正しさゆえの過ち

 うつの人に「頑張れ」と言ってはいけない、とよく言われる。外から見ると怠けているように見えても、その心の内では、葛藤や苦悩や懺悔など、様々な感情が渦巻き、その感情と精一杯闘い続けているからだ。
 つまり、心の中では既に限界まで頑張り続けていて、うつの人から言わせれば「これ以上何を頑張ればいいんだ」という話になり、実際にうつの人の中でも、そのような訴えを起こす人も度々いる。
 しかしそれは厳密に言うと、少し間違っているのではないか、と私は思う。

 「頑張れ」とか「無理しなくていいよ」とか「少し休めば」とか「そんな小さなことにくよくよするなよ」とか、いろいろな人がいろいろなことを言う。
 そのすべては、実際にすべて正しく、反論の余地もない。
 だが、反論の余地がないからこそ、そんな彼らの声掛けや期待に応えることのできない自分が、申し訳なく思えてしまうのだ。
 つまり、決してうつの人は彼らの励ましや慰めに反撥しているのではなく、きちんとその言葉を受け止め、その意味を理解し、それが正しく、心のこもった真摯な態度から投げかけられた物である、と分かっているからこそ、その期待に応えられない自分が、その人の存在そのものを否定してしまっているのではないか、と思ってしまうのだ。

 うつになると、他人が自分のことを気にかけている、ということそのものが怖くなってしまう。だからことさらに孤独を感じたり、外との接触を避けたりする。
 人は本当は孤独ではない、と重々分かっている。

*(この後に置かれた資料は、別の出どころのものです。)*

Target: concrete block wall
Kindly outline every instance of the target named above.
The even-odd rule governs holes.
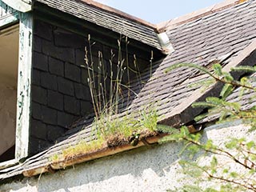
[[[88,71],[82,67],[85,46],[88,47],[87,37],[35,20],[33,39],[31,154],[53,144],[72,123],[94,111]],[[110,70],[111,50],[115,54],[114,62],[117,63],[117,50],[99,42],[94,43],[92,56],[95,71],[98,51],[103,54],[106,69]],[[125,57],[126,53],[123,55]],[[130,58],[132,57],[129,54]],[[130,61],[133,63],[132,59]],[[139,58],[138,61],[143,67],[148,63]],[[113,69],[116,69],[115,65]]]

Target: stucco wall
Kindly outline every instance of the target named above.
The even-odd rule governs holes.
[[[227,126],[227,127],[225,127]],[[217,143],[224,138],[243,137],[248,127],[222,125],[207,128],[204,139]],[[255,139],[255,136],[248,136]],[[152,148],[138,149],[75,166],[55,174],[25,178],[0,186],[1,191],[166,191],[190,181],[179,172],[178,154],[181,144],[170,142]]]

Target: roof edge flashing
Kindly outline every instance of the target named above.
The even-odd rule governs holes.
[[[2,2],[22,13],[26,13],[32,10],[30,0],[2,0]]]
[[[162,52],[164,54],[169,54],[174,51],[174,48],[171,44],[170,38],[166,32],[158,34],[158,39],[162,47]]]

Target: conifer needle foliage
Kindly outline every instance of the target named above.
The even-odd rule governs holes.
[[[238,66],[227,72],[220,64],[214,64],[208,70],[195,64],[182,63],[171,66],[166,73],[178,67],[193,68],[206,75],[206,78],[200,81],[205,89],[217,83],[222,85],[218,97],[208,97],[206,101],[193,104],[194,107],[208,110],[206,114],[196,117],[195,121],[203,122],[206,117],[218,118],[217,123],[240,119],[250,127],[248,134],[255,135],[255,66]],[[241,75],[235,79],[234,72],[248,76]],[[202,133],[190,134],[186,126],[179,130],[171,129],[170,132],[171,134],[162,142],[183,143],[179,164],[186,175],[184,179],[191,179],[194,184],[185,184],[170,191],[256,191],[256,143],[254,140],[223,138],[226,142],[218,146],[210,139],[203,141]]]

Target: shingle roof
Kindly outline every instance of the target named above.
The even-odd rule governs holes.
[[[160,50],[156,26],[90,0],[36,0]]]
[[[138,95],[134,95],[128,110],[138,110],[150,100],[157,103],[155,106],[162,123],[178,126],[192,121],[200,111],[192,110],[190,104],[202,99],[206,94],[215,94],[215,91],[219,90],[218,85],[206,94],[201,93],[198,87],[190,86],[203,76],[185,68],[166,74],[166,69],[179,62],[207,66],[210,61],[220,58],[225,60],[226,68],[241,63],[248,64],[251,57],[255,56],[255,24],[256,2],[250,0],[168,28],[166,33],[175,51],[154,63],[151,77],[150,69],[142,73],[142,79],[146,83],[134,82],[134,90]],[[27,159],[23,164],[0,170],[0,179],[38,167],[49,169],[49,158],[52,155],[61,153],[62,149],[70,145],[75,145],[81,139],[90,139],[90,122],[88,119],[80,122],[76,128],[62,138],[63,141]],[[47,171],[43,169],[40,170]]]

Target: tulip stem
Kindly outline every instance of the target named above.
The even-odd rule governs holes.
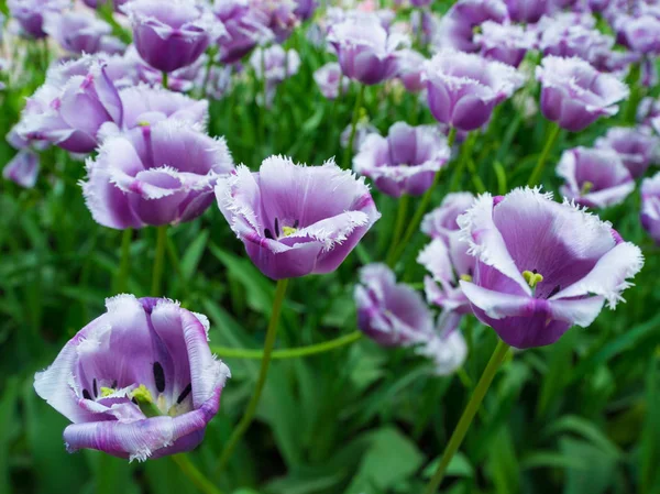
[[[231,453],[237,447],[239,440],[243,437],[250,424],[252,424],[252,419],[254,418],[254,414],[256,413],[256,407],[258,405],[258,400],[261,398],[262,391],[264,385],[266,384],[266,377],[268,375],[268,365],[271,364],[271,358],[273,353],[273,347],[275,345],[275,338],[277,337],[277,328],[279,326],[279,314],[282,312],[282,305],[284,303],[284,296],[286,295],[286,286],[288,284],[288,279],[279,279],[277,282],[277,287],[275,288],[275,299],[273,300],[273,311],[271,312],[271,320],[268,321],[268,329],[266,332],[266,341],[264,343],[264,353],[262,358],[261,369],[258,371],[258,377],[256,380],[256,387],[254,389],[254,394],[248,404],[248,409],[241,418],[241,421],[234,429],[233,433],[229,438],[227,446],[222,450],[222,454],[220,455],[220,460],[218,462],[218,472],[220,473],[224,470],[227,462],[231,458]]]
[[[455,139],[457,139],[457,129],[452,127],[451,130],[449,131],[449,135],[447,138],[447,145],[449,146],[450,150],[453,146]],[[429,202],[431,201],[431,197],[433,196],[433,189],[438,185],[438,182],[440,182],[441,173],[442,173],[442,168],[440,168],[436,173],[436,176],[433,177],[433,183],[431,184],[429,189],[425,193],[425,195],[421,196],[421,201],[419,202],[419,206],[417,207],[417,210],[415,211],[415,216],[408,223],[408,229],[406,230],[406,233],[404,234],[403,240],[398,243],[398,246],[396,248],[394,255],[392,255],[392,257],[388,259],[387,265],[389,267],[394,267],[394,265],[398,262],[402,254],[406,250],[406,246],[408,246],[408,242],[410,241],[410,239],[413,238],[413,235],[419,228],[419,223],[421,223],[424,213],[426,212],[427,207],[429,206]]]
[[[119,263],[119,275],[117,277],[116,293],[123,294],[127,290],[129,271],[131,270],[131,239],[133,229],[127,228],[121,234],[121,260]]]
[[[216,487],[204,473],[195,466],[195,463],[190,461],[187,454],[173,454],[172,459],[200,492],[204,492],[205,494],[222,494],[222,491]]]
[[[324,341],[318,344],[310,344],[308,347],[290,348],[285,350],[274,350],[271,353],[272,360],[285,360],[296,359],[298,356],[316,355],[318,353],[324,353],[330,350],[336,350],[341,347],[351,344],[362,338],[362,331],[353,331],[343,337],[336,338],[330,341]],[[219,356],[234,358],[234,359],[263,359],[263,350],[242,349],[242,348],[228,348],[228,347],[211,347],[211,351]]]
[[[389,252],[387,252],[387,264],[391,263],[398,245],[398,240],[404,232],[404,224],[406,224],[406,217],[408,216],[408,205],[410,204],[410,196],[404,194],[399,199],[398,211],[396,215],[396,223],[394,227],[394,234],[392,235]]]
[[[355,98],[355,107],[353,108],[353,120],[351,121],[351,133],[349,134],[349,145],[344,152],[343,169],[351,167],[351,156],[353,155],[353,143],[355,142],[355,132],[358,130],[358,120],[360,120],[360,109],[362,108],[362,100],[364,99],[364,90],[366,86],[360,85],[358,90],[358,98]]]
[[[457,428],[454,429],[453,433],[451,435],[451,438],[449,439],[449,443],[444,449],[444,453],[442,454],[442,459],[440,460],[438,470],[436,470],[436,473],[428,483],[426,490],[424,491],[424,494],[435,494],[438,487],[440,486],[440,483],[444,477],[447,466],[451,462],[451,459],[453,458],[455,452],[461,447],[463,439],[465,439],[468,429],[470,429],[470,425],[472,424],[474,416],[480,409],[484,396],[486,395],[488,387],[491,387],[491,383],[493,382],[497,370],[504,362],[508,350],[509,345],[506,344],[504,341],[499,340],[497,347],[495,347],[495,351],[493,352],[491,360],[488,361],[488,364],[486,365],[486,369],[484,370],[481,378],[479,380],[479,383],[476,384],[476,387],[474,388],[474,392],[472,393],[470,402],[468,402],[468,406],[465,406],[465,409],[463,410],[463,415],[461,416]]]
[[[154,257],[154,271],[152,277],[152,297],[161,295],[161,279],[163,278],[163,265],[165,261],[165,243],[167,242],[167,226],[163,224],[156,229],[156,253]]]
[[[527,183],[527,185],[529,185],[530,187],[534,187],[535,185],[539,184],[539,180],[541,179],[541,175],[543,174],[543,168],[546,166],[546,162],[548,161],[548,157],[550,156],[550,151],[552,151],[552,146],[554,145],[554,142],[557,141],[557,138],[559,136],[560,130],[561,130],[561,128],[557,123],[554,123],[554,122],[549,123],[548,133],[546,134],[546,145],[543,146],[543,151],[541,151],[539,161],[537,162],[537,165],[535,166],[534,171],[531,172],[531,175],[529,176],[529,182]]]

それでも自分は孤独だ、と思わざるを得ないのは、自分の支えてくれる人たちの存在の期待に、自分が応えられていない、と思っているからであり、自分のせいで他人が悲しい思いをするならば、自分の存在など認知されなければいい、と思ってしまうからだ。
 うつの人が「自分は孤独だ」とか「理解者がいない」と嘆くのは、本当にそういう存在がいないのではなく、ある種の自己防衛なのだ。

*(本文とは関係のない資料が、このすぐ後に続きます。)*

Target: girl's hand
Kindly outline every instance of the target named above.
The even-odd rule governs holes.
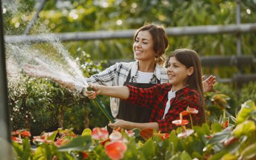
[[[116,120],[113,124],[109,124],[108,126],[113,129],[116,129],[118,127],[123,128],[125,129],[129,129],[129,124],[130,122],[123,120]]]
[[[203,79],[204,78],[204,76],[202,77]],[[213,76],[211,76],[205,81],[203,81],[203,91],[204,93],[209,92],[212,89],[213,85],[216,82],[216,77]]]

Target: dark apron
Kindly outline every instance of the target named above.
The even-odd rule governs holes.
[[[124,83],[124,86],[129,84],[140,88],[147,88],[156,85],[156,84],[150,83],[138,83],[129,82],[131,78],[131,70],[129,73],[126,81]],[[157,83],[160,83],[160,81],[157,79]],[[152,110],[148,108],[143,108],[140,106],[127,102],[120,100],[119,104],[118,113],[116,116],[118,119],[136,123],[147,123],[149,122]]]

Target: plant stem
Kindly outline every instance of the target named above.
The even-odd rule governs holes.
[[[192,129],[194,129],[193,125],[193,120],[192,120],[192,116],[191,114],[189,113],[189,118],[190,118],[190,122],[191,123],[191,128]]]

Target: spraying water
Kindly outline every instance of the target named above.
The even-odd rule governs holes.
[[[19,8],[19,5],[15,3],[14,6],[16,8]],[[6,7],[4,8],[4,10],[6,12],[11,10],[11,8]],[[14,14],[13,10],[12,11],[11,15]],[[34,33],[38,35],[49,32],[48,30],[45,26],[40,22],[37,22],[36,29],[33,29]],[[5,33],[7,35],[13,34],[12,31],[8,29],[6,29]],[[76,90],[80,92],[87,84],[79,65],[72,59],[58,39],[49,36],[48,42],[49,43],[46,44],[35,44],[28,42],[6,44],[9,85],[12,88],[15,88],[15,84],[17,85],[20,83],[18,79],[22,72],[22,66],[29,63],[47,67],[50,72],[46,77],[53,79],[55,77],[62,82],[72,83]],[[36,72],[38,75],[47,74],[44,70],[38,69]]]

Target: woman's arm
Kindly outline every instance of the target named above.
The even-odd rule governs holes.
[[[122,120],[117,120],[114,124],[109,124],[108,126],[115,129],[118,127],[121,127],[127,130],[131,130],[134,128],[140,129],[155,129],[157,131],[159,131],[159,127],[157,122],[149,123],[134,123]]]
[[[97,95],[107,95],[121,99],[127,99],[130,94],[127,86],[106,86],[102,85],[91,86],[93,92],[85,91],[85,95],[90,99],[93,99]]]

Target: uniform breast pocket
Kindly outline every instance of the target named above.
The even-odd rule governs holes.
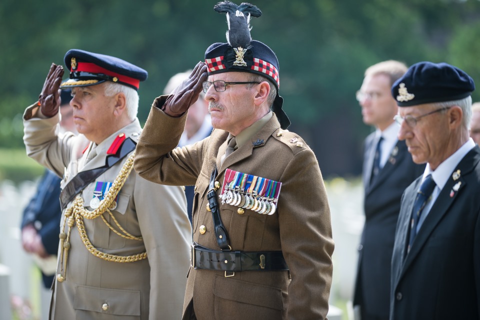
[[[90,210],[94,210],[90,206],[95,206],[94,202],[94,190],[93,187],[88,186],[84,192],[85,206]],[[106,249],[119,249],[124,248],[126,243],[123,230],[134,236],[140,235],[140,231],[136,230],[132,219],[132,214],[128,214],[128,204],[130,195],[123,193],[120,190],[116,200],[112,204],[108,210],[104,211],[102,216],[99,216],[92,220],[84,219],[86,233],[92,244],[97,248]],[[138,226],[138,223],[136,224]],[[123,229],[123,230],[122,230]]]
[[[140,291],[107,289],[78,286],[75,290],[74,308],[76,318],[140,318]]]

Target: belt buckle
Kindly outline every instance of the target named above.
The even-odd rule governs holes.
[[[190,245],[190,266],[195,268],[195,246]]]

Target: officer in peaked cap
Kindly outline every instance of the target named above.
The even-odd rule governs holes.
[[[134,164],[148,180],[195,186],[183,318],[325,318],[334,242],[318,162],[286,130],[274,54],[251,40],[261,12],[228,1],[214,8],[227,14],[228,42],[154,101]],[[202,90],[212,134],[176,148]]]
[[[412,65],[392,88],[398,138],[426,164],[402,198],[392,320],[480,318],[480,148],[468,136],[474,89],[464,71],[430,62]]]
[[[51,318],[178,318],[192,232],[184,194],[132,171],[147,72],[82,50],[64,60],[69,79],[62,82],[63,68],[52,64],[24,116],[28,156],[63,178]],[[78,136],[55,130],[60,88],[72,90]]]

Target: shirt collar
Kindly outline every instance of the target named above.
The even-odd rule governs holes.
[[[430,168],[430,164],[427,164],[425,167],[425,171],[422,180],[425,180],[425,178],[429,174],[432,174],[432,178],[435,182],[440,190],[442,190],[446,182],[448,180],[452,173],[456,168],[458,163],[464,158],[464,157],[475,146],[475,142],[472,138],[470,138],[458,150],[453,154],[449,156],[446,160],[440,164],[434,171],[432,171]]]
[[[264,126],[270,120],[273,116],[273,112],[270,111],[250,126],[245,128],[235,137],[236,145],[240,146],[250,140],[254,134],[260,131]]]

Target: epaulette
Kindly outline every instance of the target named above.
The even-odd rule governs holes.
[[[140,132],[134,132],[130,134],[130,138],[136,144],[138,142],[138,137],[140,136]],[[126,138],[126,136],[125,134],[121,133],[116,136],[114,142],[110,145],[110,148],[106,152],[107,154],[116,154],[118,149],[122,146]]]
[[[308,148],[308,146],[300,136],[288,130],[283,130],[279,128],[274,132],[272,136],[278,141],[288,146],[294,154],[305,148]]]

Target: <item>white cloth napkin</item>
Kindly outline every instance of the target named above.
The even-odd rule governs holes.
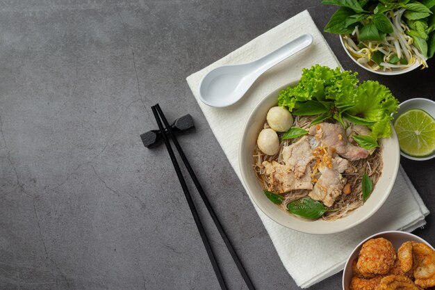
[[[250,62],[304,33],[313,35],[311,46],[266,72],[239,102],[227,108],[217,108],[199,101],[199,82],[212,69],[222,65]],[[316,63],[331,67],[340,66],[305,10],[187,78],[211,130],[240,181],[238,150],[249,113],[270,92],[298,80],[302,67],[310,67]],[[402,168],[393,192],[384,206],[362,224],[341,233],[318,236],[289,229],[270,220],[254,204],[254,206],[284,267],[302,288],[309,287],[343,270],[352,250],[367,236],[384,230],[413,231],[425,224],[425,216],[429,214]]]

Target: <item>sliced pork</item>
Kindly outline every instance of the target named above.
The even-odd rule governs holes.
[[[305,175],[306,166],[314,158],[306,136],[302,137],[295,143],[285,146],[282,150],[282,156],[286,165],[289,166],[295,172],[297,179]]]
[[[295,172],[288,165],[280,164],[277,161],[264,161],[266,175],[269,177],[269,188],[275,193],[284,193],[295,189],[313,189],[309,167],[306,168],[302,178],[297,179]]]
[[[309,134],[320,140],[322,145],[334,148],[338,155],[354,161],[368,156],[367,150],[347,142],[346,132],[339,124],[320,123],[310,127]]]

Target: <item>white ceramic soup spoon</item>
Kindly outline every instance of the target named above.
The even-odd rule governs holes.
[[[236,103],[264,72],[313,42],[311,34],[304,34],[255,61],[224,65],[210,71],[199,83],[199,99],[222,108]]]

 だからこそ、うつの人への本当の理解とは、「言葉を受け止め、何も言わずただそばにいることだ」と言われる。
 コミュニケーションとはキャッチボールだから、どうしても言葉を受け取ったら、それを投げ返したくなってしまう。
 だが、うつの人は、正しく、心のこもった、優しい言葉が怖いのだ。
 だから、ボールを受け取ったら、ただ、「受け取った」というサインだけを示してくれればいい。それが何よりの、理解になるのだ。